In the case of officialdom, there is a strong argument for greater use of the essay as the principal form of biography. The essay has an honourable place in the history of biography. It was essentially the form used by the Roman chronicler Suetonius in The Twelve Caesars and Plutarch in the Parallel Lives. During the nineteenth century both Macaulay and Walter Bagehot resorted to the essay for numerous biographical studies. In our own time, extended reviews of biographical studies — published in, say, the New York Review of Books — follow in the punchy essay-style of Macaulay (partly derivative and partly commentary).
The essay is also ideal for accommodating the collegial character of politics, government and administration, and here there are also a range of precedents from John Aubrey’s Brief Lives (1965) and William Hazlitt’s The Spirit of the Age (1923) which, in fact, commences with a portrait of that sage of modern government, Jeremy Bentham, to Lytton Strachey’s Eminent Victorians (1948).
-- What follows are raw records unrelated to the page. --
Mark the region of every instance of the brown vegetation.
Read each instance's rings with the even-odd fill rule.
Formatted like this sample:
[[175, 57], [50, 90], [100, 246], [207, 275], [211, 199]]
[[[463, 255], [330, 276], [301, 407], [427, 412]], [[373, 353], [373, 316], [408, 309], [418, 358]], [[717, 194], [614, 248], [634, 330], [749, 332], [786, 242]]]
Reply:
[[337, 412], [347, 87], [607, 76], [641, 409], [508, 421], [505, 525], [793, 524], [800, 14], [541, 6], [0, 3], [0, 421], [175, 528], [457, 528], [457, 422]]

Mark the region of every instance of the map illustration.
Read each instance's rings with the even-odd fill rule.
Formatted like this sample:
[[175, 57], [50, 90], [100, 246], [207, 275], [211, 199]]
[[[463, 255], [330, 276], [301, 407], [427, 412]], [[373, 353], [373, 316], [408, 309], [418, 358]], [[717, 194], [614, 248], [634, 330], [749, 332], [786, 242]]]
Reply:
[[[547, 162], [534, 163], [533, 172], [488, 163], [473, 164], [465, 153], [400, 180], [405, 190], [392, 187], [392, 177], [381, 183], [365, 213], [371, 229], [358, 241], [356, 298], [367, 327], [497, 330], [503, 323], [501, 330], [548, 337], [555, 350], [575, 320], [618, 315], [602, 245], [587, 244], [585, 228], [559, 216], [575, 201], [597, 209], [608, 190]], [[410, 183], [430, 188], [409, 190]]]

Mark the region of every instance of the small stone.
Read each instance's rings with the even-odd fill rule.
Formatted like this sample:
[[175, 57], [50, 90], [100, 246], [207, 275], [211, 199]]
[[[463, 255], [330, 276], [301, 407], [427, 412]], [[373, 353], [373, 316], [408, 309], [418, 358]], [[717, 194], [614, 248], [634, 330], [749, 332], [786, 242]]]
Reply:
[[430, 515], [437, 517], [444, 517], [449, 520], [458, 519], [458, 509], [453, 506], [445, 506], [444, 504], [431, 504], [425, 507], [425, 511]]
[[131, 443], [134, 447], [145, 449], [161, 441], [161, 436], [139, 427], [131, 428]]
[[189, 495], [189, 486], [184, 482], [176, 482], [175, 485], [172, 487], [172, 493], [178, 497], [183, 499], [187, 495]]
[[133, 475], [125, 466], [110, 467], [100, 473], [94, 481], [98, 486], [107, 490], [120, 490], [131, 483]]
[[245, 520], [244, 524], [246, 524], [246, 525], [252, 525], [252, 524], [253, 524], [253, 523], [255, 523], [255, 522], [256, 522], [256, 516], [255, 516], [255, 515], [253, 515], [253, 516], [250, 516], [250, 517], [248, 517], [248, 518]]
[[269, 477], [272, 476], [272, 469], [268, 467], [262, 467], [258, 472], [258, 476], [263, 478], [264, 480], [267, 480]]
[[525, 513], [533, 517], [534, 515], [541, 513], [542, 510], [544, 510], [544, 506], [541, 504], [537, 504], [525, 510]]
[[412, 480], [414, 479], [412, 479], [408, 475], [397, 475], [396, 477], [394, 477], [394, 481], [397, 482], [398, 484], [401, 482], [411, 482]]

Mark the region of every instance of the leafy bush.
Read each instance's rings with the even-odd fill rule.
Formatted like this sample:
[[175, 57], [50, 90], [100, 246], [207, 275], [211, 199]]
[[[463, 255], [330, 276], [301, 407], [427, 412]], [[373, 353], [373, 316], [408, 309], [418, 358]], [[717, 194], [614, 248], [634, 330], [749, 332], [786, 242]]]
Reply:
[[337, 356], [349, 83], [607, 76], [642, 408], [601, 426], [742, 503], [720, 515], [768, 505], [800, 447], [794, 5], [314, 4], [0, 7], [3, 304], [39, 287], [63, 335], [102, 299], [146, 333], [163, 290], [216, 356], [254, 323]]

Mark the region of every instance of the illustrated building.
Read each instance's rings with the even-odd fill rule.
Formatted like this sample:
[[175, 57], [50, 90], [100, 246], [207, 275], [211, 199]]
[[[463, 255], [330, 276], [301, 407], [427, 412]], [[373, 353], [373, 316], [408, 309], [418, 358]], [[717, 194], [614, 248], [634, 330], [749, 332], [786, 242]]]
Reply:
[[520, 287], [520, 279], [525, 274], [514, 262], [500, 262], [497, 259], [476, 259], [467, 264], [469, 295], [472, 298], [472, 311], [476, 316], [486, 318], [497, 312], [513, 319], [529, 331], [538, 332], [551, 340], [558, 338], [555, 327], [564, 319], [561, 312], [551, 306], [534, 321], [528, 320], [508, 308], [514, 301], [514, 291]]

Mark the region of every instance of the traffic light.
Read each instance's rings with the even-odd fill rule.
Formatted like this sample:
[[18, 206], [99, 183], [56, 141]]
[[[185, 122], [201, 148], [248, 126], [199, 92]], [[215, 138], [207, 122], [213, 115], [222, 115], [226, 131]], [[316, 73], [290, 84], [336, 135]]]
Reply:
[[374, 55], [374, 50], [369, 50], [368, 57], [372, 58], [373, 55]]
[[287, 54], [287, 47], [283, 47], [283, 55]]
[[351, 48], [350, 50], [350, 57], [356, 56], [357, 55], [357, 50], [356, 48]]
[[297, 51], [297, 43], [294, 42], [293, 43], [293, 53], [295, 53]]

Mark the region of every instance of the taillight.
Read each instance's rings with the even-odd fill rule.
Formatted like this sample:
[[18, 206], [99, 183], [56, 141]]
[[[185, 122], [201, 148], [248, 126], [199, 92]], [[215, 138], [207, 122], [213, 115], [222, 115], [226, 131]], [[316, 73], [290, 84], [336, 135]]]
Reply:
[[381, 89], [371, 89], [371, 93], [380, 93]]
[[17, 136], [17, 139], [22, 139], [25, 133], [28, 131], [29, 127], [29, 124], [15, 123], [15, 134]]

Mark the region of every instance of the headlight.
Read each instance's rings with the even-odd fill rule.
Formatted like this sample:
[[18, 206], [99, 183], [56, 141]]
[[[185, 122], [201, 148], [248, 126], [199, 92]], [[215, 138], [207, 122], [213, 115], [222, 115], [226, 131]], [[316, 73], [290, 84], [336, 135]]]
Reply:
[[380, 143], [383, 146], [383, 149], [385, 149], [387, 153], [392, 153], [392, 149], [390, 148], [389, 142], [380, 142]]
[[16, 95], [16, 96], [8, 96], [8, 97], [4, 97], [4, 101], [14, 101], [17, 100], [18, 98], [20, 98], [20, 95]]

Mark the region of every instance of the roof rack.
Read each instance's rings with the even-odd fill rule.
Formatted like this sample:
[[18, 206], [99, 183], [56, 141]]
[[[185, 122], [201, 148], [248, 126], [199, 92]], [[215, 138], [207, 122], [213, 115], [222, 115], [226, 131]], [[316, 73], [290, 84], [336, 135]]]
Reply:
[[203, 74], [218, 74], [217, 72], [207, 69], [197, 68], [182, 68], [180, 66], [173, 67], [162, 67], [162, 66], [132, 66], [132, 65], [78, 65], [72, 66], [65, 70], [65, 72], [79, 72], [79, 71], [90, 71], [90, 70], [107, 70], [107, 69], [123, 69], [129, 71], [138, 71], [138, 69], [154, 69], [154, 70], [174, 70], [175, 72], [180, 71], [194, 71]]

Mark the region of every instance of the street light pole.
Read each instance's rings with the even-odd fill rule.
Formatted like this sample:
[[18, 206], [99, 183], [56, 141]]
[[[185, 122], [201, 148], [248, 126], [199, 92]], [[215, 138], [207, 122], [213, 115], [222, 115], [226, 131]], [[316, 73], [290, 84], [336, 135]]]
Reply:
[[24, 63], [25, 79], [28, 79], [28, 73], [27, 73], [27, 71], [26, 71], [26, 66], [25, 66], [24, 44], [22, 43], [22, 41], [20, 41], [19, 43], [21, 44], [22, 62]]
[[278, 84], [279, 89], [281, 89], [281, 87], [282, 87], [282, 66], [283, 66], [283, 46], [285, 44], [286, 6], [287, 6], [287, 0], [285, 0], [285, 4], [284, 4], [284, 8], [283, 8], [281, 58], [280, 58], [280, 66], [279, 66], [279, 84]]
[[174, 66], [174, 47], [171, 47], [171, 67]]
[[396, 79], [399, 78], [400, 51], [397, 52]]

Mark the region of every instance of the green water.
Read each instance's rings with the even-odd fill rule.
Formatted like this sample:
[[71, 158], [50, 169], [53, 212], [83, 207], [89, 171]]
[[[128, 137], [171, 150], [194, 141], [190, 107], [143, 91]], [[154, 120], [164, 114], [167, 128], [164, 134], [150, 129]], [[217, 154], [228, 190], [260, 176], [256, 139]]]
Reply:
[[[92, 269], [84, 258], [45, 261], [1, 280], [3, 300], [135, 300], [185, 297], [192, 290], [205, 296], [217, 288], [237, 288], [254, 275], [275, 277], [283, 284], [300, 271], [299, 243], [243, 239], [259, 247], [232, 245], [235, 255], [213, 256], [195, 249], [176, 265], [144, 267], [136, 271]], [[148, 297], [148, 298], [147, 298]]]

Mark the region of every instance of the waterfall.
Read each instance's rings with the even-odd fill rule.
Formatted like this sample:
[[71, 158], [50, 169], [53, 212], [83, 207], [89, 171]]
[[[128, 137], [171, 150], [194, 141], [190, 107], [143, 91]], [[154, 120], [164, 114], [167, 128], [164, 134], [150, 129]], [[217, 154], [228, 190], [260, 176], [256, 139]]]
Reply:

More recent examples of this form are Richard Hofstader’s American Political Tradition and the Men Who made it and Hugo Young’s account of Britain’s relationship with the European Union, This Blessed Plot, built around a story of a dozen or so of principal individuals.
A different approach but still with a strong biographical flavour was used by the Canadian historian, J.L. Granatstein in The Ottawa Men: The civil service mandarins (1982), the story of the senior public service of Canada in the Second World War and the post-war period.
An alternative way to study Australia’s post-war history would be to commission a volume entitled 'The Rise and Fall of Keynesianism in Australia', composed of essays on among others, Giblin, Copland, McFarlane, Wilson, Bailey, Coombs, Crawford, Bland, Westerman, Randall, Rattigan, Wheeler and Stone. Such an approach would furnish a more rounded picture of the rhythms of the time as well as the contest of ideas in a manner which usually proves very difficult for a biography of any single individual. Likewise, while few of Australia’s diplomats justify (or can sustain) a full-scale biography, it is not hard to see the scope for a similarly illuminating volume on a number of the leading figures responsible in the generation after the Second World War for establishing Australia’s relations with the nations of Asia.